Curious what your take on this thread is since I know you're a big fan of both:
http://forums.sherdog.com/threads/prime-kobe-or-prime-curry.3774377/
I think the answer is Curry.
Obviously, Kobe is the better athlete, and this gives him his two greatest strengths over Curry.
1. The ability to lock someone down one on one defensively, I understand the advanced metrics don't give Kobe much credit on the defensive end, but a Prime Kobe came up big shutting people down late in games all the time.

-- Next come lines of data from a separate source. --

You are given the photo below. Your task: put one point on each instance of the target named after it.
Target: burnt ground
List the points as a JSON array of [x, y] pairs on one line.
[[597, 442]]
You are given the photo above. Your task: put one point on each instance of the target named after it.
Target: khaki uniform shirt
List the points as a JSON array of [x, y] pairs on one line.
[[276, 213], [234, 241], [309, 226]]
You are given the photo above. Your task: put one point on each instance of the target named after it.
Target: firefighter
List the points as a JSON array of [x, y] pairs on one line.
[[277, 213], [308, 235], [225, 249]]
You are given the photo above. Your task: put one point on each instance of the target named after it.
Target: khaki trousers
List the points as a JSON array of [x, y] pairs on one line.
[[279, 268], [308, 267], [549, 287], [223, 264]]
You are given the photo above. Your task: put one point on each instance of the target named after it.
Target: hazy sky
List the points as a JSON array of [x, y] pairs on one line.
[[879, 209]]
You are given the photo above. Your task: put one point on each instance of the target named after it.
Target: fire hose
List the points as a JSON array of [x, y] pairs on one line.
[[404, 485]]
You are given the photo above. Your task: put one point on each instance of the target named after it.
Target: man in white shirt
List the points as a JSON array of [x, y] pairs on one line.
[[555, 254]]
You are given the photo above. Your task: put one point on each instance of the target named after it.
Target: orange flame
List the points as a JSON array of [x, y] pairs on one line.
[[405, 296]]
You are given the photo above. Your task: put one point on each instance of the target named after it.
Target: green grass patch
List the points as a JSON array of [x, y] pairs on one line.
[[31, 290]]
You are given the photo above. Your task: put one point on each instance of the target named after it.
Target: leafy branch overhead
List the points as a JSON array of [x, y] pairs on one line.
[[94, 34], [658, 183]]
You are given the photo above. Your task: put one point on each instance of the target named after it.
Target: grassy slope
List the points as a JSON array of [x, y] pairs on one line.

2. Kobe could get his shot off whenever he wanted, and that had it's drawbacks (because he took tons of shitty shots) but it also allowed his team to always have available buckets when the game got tight. Other teams didn't have that. I also realize Kobe is probably the most inflated "clutch" player of all time because of how much he missed game winning shots. But he did his most deadly work in the last 3 minutes, icing games before that last shot was needed.
You covered a lot of what makes Curry better, far more efficient, far better shooter, better play maker, and no player on the planet has a more chaotic impact on the game, and that's because if you aren't suffocating him all game he fucking kills you in 3 minutes.
But imagine this, imagine Curry on those early 00s Lakers teams. Any doubt at all that they aren't BETTER? I don't think so, Curry being the better shooter and play maker makes that team simply too much to handle. Add in that Curry is likely also a better teammate and you have a guy that probably doesn't clash with Shaq and also doesn't end up blowing up the team with off the court drama.
Obviously you need decent players on your team to win championships... and both have had them. In fact Pau was the better player in the 2010 season run, and had a claim to that finals MVP award as he was the more efficient of the two, Kobe shot 40% for the series and had twice the turnovers. But I feel like Curry is an easier fit in more systems. He just adds too much without taking anything away.
I know it’s not a popular opinion, and that’s no surprise, Kobe is Kobe after all. But you just can’t mess up taking the guy with 68% TS from 25ft from the hoop.